ECLI:NL:CRVB:2006:AW7190
Centrale Raad van Beroep
- Hoger beroep
- B.J. van der Net
- Rechtspraak.nl
Weigering van WW-uitkering wegens behoud van hoedanigheid als werknemer
In deze zaak heeft de Centrale Raad van Beroep op 27 april 2006 uitspraak gedaan in het hoger beroep van appellant, die een WW-uitkering had aangevraagd na het beëindigen van zijn functie als wetenschappelijk directeur van een besloten vennootschap. Appellant was sinds 1 april 1999 werkzaam als directeur en mede-eigenaar van de vennootschap, maar door het uitblijven van resultaten werd de financiering beëindigd en verviel zijn functie per 1 september 2004. Na het aanvragen van een WW-uitkering op 1 november 2004, weigerde het Uitvoeringsinstituut werknemersverzekeringen (Uwv) deze, omdat appellant niet als werknemer in de zin van de Werkloosheidswet (WW) kon worden beschouwd. Het Uwv stelde dat appellant zijn hoedanigheid van werknemer niet had behouden, aangezien hij op het moment van de aanvraag nog directeur-grootaandeelhouder was van zijn vennootschap.
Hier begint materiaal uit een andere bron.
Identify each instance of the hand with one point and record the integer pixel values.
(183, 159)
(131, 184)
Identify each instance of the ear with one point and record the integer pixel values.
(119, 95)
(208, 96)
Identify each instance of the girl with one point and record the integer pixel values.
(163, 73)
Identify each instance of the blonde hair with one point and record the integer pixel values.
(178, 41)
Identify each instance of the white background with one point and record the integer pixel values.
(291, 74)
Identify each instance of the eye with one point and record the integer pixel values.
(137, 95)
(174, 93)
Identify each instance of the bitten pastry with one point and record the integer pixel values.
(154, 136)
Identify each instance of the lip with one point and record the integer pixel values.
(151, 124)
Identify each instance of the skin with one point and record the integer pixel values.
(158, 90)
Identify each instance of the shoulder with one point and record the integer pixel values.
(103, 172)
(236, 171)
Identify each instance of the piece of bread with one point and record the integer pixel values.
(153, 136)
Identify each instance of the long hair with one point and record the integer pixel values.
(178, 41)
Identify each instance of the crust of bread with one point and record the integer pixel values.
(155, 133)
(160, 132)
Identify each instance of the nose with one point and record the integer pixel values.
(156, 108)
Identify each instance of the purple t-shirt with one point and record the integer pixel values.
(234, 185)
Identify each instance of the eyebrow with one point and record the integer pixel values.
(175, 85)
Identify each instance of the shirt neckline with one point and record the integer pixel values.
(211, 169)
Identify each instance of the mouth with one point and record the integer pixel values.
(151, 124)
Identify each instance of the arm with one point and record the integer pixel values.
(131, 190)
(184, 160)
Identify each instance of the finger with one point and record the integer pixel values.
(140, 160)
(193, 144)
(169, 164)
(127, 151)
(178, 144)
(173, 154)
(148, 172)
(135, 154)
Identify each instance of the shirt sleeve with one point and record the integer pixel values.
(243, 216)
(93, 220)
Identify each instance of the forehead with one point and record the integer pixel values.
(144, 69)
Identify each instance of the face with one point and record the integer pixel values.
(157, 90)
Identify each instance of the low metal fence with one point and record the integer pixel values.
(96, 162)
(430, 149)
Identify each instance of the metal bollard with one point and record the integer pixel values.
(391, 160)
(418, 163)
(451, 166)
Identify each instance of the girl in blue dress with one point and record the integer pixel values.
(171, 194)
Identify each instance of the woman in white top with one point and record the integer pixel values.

De rechtbank Groningen verklaarde het beroep tegen de beslissing van het Uwv ongegrond, waarop appellant hoger beroep instelde. In hoger beroep voerde appellant aan dat de rechtbank onvoldoende rekening had gehouden met informatie van het Uwv die zijn aanspraak op een uitkering zou ondersteunen. De Raad oordeelde echter dat er geen schriftelijke toezeggingen waren gedaan door het Uwv die verwachtingen bij appellant konden wekken. De Raad bevestigde de uitspraak van de rechtbank en oordeelde dat appellant in de periode tussen 1 september 2004 en 1 november 2004 als zelfstandig ondernemer had gefunctioneerd, wat zijn status als werknemer onder de WW beïnvloedde.
De Raad concludeerde dat appellant zijn werkzaamheden niet had beëindigd en dat hij derhalve niet in aanmerking kwam voor de WW-uitkering. De uitspraak van de rechtbank werd bevestigd, en de Raad zag geen aanleiding om toepassing te geven aan artikel 8:75 van de Algemene wet bestuursrecht, wat betreft de proceskosten. De uitspraak werd gedaan door B.J. van der Net, in tegenwoordigheid van griffier R.E. Lysen.